May 10, 2023
On Wednesday, 10 May 2023 at 16:09:53 UTC, Commander Zot wrote:
> how often do you need the _exact_ column? or to rephrase it, wouldn't column divided by 2 or 3 be good enough to figure out where an error happened?

The column is needed in every error message when the option `-vcolumns` is activated. It really has to be the right number.


May 10, 2023
On Wednesday, 10 May 2023 at 17:16:23 UTC, max haughton wrote:
> I also don't see why its a perf issue?

I can imagine something like compiling the entire linux kernel at once being a big ask, but it doesn't require any physical memory - the array can be offsets into discardable pages of memory mapped files (which would probably perform quite well in general).
May 10, 2023
On 5/10/2023 10:16 AM, max haughton wrote:
> I also don't see why its a perf issue?

Every time the line number is needed, the file source has to be scanned from the start of the file source. Line numbers are needed not just for error messages, but for symbolic debug info. Generally debug compiles should be fast.

Scanning the source files also faults them into memory.
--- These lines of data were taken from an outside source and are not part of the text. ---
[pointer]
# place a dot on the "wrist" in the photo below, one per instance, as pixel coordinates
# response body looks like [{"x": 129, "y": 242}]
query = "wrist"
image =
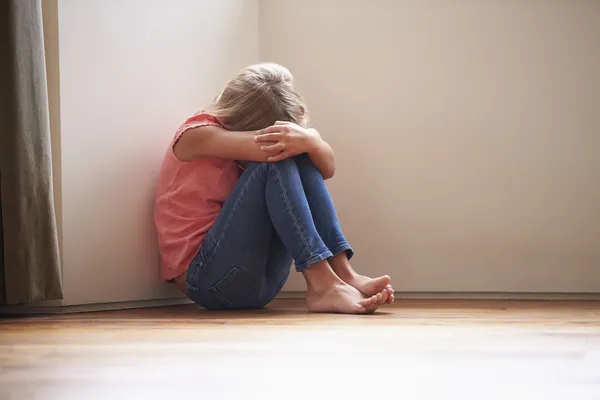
[{"x": 314, "y": 140}]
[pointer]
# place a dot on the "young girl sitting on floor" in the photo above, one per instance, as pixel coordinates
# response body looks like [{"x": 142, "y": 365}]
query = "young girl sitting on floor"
[{"x": 241, "y": 195}]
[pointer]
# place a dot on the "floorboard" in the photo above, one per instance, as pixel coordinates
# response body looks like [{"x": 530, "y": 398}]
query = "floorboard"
[{"x": 417, "y": 349}]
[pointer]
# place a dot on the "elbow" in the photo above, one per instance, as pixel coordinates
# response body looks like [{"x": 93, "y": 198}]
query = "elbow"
[{"x": 328, "y": 174}]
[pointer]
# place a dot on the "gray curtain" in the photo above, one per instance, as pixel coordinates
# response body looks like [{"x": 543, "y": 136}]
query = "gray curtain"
[{"x": 30, "y": 266}]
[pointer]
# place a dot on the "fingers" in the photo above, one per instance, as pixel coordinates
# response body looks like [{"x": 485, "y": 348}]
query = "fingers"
[
  {"x": 268, "y": 137},
  {"x": 390, "y": 290},
  {"x": 274, "y": 148},
  {"x": 384, "y": 296},
  {"x": 281, "y": 156},
  {"x": 278, "y": 127}
]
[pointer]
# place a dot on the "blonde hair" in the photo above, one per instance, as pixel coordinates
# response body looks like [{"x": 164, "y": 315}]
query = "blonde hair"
[{"x": 258, "y": 96}]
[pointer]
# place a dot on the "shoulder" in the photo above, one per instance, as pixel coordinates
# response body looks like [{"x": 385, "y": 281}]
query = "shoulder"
[{"x": 201, "y": 118}]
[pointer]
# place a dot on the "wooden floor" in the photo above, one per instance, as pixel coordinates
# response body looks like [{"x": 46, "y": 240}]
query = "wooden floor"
[{"x": 414, "y": 350}]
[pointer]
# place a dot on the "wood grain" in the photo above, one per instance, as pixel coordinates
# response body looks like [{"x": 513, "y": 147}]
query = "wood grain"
[{"x": 417, "y": 349}]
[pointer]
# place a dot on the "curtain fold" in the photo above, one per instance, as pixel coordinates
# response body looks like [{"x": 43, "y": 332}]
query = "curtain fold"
[{"x": 30, "y": 266}]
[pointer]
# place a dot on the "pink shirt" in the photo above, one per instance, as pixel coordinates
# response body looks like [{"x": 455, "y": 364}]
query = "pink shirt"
[{"x": 189, "y": 196}]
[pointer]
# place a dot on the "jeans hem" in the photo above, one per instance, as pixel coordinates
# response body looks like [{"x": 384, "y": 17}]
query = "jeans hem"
[
  {"x": 313, "y": 260},
  {"x": 343, "y": 247}
]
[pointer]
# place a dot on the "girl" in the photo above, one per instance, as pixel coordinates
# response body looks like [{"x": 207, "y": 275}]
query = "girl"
[{"x": 241, "y": 195}]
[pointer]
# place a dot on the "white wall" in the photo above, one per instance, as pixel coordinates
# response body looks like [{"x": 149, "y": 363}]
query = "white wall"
[
  {"x": 130, "y": 72},
  {"x": 467, "y": 135}
]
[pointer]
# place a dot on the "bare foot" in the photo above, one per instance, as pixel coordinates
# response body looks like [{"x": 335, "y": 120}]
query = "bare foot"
[
  {"x": 367, "y": 286},
  {"x": 370, "y": 286},
  {"x": 343, "y": 298}
]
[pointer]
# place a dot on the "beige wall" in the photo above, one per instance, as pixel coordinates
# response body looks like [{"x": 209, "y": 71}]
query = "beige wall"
[
  {"x": 130, "y": 72},
  {"x": 467, "y": 135}
]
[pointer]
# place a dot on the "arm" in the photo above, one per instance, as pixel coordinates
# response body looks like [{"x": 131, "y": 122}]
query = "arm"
[
  {"x": 322, "y": 156},
  {"x": 214, "y": 141},
  {"x": 288, "y": 140}
]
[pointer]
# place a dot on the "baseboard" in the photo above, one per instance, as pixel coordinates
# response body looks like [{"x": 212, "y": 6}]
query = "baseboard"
[
  {"x": 473, "y": 296},
  {"x": 58, "y": 309}
]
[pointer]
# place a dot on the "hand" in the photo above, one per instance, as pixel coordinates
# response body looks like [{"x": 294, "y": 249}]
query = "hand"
[{"x": 286, "y": 139}]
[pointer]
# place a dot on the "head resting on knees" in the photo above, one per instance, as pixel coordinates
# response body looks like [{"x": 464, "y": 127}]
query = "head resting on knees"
[{"x": 257, "y": 97}]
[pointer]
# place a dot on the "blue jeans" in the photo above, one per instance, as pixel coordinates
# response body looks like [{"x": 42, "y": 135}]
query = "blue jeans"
[{"x": 277, "y": 212}]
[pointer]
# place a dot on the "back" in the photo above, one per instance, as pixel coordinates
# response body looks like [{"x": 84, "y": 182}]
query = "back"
[{"x": 189, "y": 197}]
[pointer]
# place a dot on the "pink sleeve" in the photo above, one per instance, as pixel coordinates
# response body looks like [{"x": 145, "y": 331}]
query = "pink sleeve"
[{"x": 196, "y": 121}]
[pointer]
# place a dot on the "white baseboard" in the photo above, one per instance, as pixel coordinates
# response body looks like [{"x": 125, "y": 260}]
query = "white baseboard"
[
  {"x": 473, "y": 296},
  {"x": 58, "y": 309}
]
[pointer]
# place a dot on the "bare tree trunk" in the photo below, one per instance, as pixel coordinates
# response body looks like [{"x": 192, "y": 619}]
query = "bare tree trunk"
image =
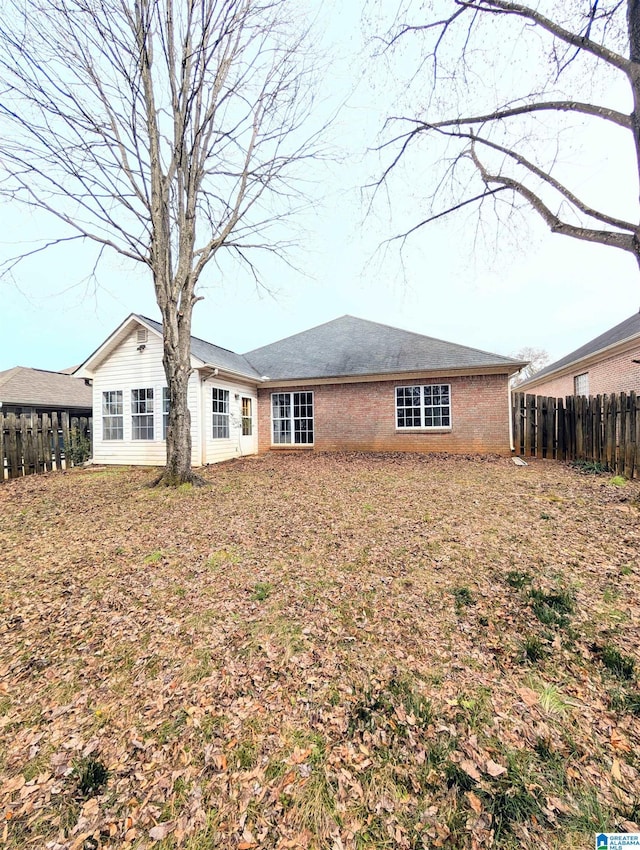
[{"x": 176, "y": 361}]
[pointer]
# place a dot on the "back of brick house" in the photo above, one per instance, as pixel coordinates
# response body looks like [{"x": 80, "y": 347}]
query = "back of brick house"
[{"x": 361, "y": 416}]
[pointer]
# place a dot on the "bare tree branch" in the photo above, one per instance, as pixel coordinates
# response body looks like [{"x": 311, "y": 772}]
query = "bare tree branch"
[{"x": 506, "y": 133}]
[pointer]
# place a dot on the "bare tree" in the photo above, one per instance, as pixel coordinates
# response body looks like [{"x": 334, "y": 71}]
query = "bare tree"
[
  {"x": 163, "y": 130},
  {"x": 490, "y": 131},
  {"x": 538, "y": 358}
]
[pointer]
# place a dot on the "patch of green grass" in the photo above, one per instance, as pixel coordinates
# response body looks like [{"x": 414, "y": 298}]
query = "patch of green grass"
[
  {"x": 246, "y": 754},
  {"x": 457, "y": 777},
  {"x": 552, "y": 700},
  {"x": 474, "y": 709},
  {"x": 463, "y": 597},
  {"x": 90, "y": 776},
  {"x": 592, "y": 815},
  {"x": 553, "y": 608},
  {"x": 518, "y": 579},
  {"x": 386, "y": 706},
  {"x": 533, "y": 648},
  {"x": 154, "y": 557},
  {"x": 261, "y": 591},
  {"x": 622, "y": 666}
]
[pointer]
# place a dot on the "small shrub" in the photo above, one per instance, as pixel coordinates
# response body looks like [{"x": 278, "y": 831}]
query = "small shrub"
[
  {"x": 590, "y": 467},
  {"x": 80, "y": 449},
  {"x": 622, "y": 666},
  {"x": 90, "y": 776},
  {"x": 632, "y": 704}
]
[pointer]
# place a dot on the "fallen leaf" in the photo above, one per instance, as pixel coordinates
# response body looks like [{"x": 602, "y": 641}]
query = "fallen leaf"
[
  {"x": 494, "y": 769},
  {"x": 528, "y": 696},
  {"x": 470, "y": 769},
  {"x": 475, "y": 802},
  {"x": 161, "y": 830}
]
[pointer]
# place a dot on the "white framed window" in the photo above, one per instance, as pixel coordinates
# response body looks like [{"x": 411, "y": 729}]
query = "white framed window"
[
  {"x": 247, "y": 417},
  {"x": 581, "y": 384},
  {"x": 112, "y": 415},
  {"x": 142, "y": 414},
  {"x": 220, "y": 408},
  {"x": 292, "y": 418},
  {"x": 423, "y": 406},
  {"x": 165, "y": 411}
]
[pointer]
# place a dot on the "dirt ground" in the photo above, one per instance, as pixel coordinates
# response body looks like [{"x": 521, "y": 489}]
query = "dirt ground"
[{"x": 320, "y": 651}]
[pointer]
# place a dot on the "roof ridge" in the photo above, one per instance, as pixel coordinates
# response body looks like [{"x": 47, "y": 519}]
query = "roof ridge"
[{"x": 191, "y": 336}]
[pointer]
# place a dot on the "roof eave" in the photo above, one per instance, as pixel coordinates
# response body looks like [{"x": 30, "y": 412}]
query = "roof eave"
[{"x": 460, "y": 371}]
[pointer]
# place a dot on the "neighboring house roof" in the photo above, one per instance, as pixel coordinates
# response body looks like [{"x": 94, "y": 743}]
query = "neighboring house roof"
[
  {"x": 213, "y": 355},
  {"x": 350, "y": 347},
  {"x": 39, "y": 388},
  {"x": 624, "y": 332}
]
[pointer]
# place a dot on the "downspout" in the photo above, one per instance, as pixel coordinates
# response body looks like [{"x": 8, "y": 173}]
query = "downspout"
[
  {"x": 203, "y": 442},
  {"x": 510, "y": 408}
]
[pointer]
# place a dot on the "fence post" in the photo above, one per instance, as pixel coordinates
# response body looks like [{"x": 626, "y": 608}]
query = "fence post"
[
  {"x": 2, "y": 443},
  {"x": 517, "y": 413}
]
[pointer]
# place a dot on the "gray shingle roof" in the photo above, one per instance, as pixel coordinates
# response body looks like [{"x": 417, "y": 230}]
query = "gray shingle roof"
[
  {"x": 213, "y": 355},
  {"x": 349, "y": 346},
  {"x": 39, "y": 388},
  {"x": 625, "y": 330}
]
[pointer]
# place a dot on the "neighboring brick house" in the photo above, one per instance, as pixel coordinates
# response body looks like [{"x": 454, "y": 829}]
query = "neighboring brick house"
[
  {"x": 35, "y": 391},
  {"x": 610, "y": 363},
  {"x": 348, "y": 384}
]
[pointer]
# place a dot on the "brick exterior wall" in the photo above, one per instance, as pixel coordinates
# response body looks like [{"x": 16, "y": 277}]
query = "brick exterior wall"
[
  {"x": 361, "y": 417},
  {"x": 615, "y": 374}
]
If one does a table of pairs of fileoffsets/linenumbers, that will speed things up, but at a cost of 8 bytes per code line. Also the binary search needed for referencing it, which will cause the array to be faulted into memory.
May 11, 2023

On Wednesday, 10 May 2023 at 20:21:18 UTC, Walter Bright wrote:

>

On 5/10/2023 10:16 AM, max haughton wrote:

>

I also don't see why its a perf issue?

Every time the line number is needed, the file source has to be scanned from the start of the file source. Line numbers are needed not just for error messages, but for symbolic debug info. Generally debug compiles should be fast.

Approximately once or never per symbol in a pattern that is probably mostly linear (i.e. why do it from scratch all time?).

We live in a world where we can parse gigabytes of JSON per second (https://github.com/simdjson/simdjson), it can be made fast. We can fit most full western names in a SIMD register now, even.

>

Scanning the source files also faults them into memory.

As does parsing them. If aren't going to use it except for a burst at the beginning and the end you can tell the kernel as much very easily and it can use the physical side of the memory map for something else.

Building some of the code we have at Symmetry literally takes up all the memory on my machine, its not the files.

Overarching point here is that it needs to be measured properly.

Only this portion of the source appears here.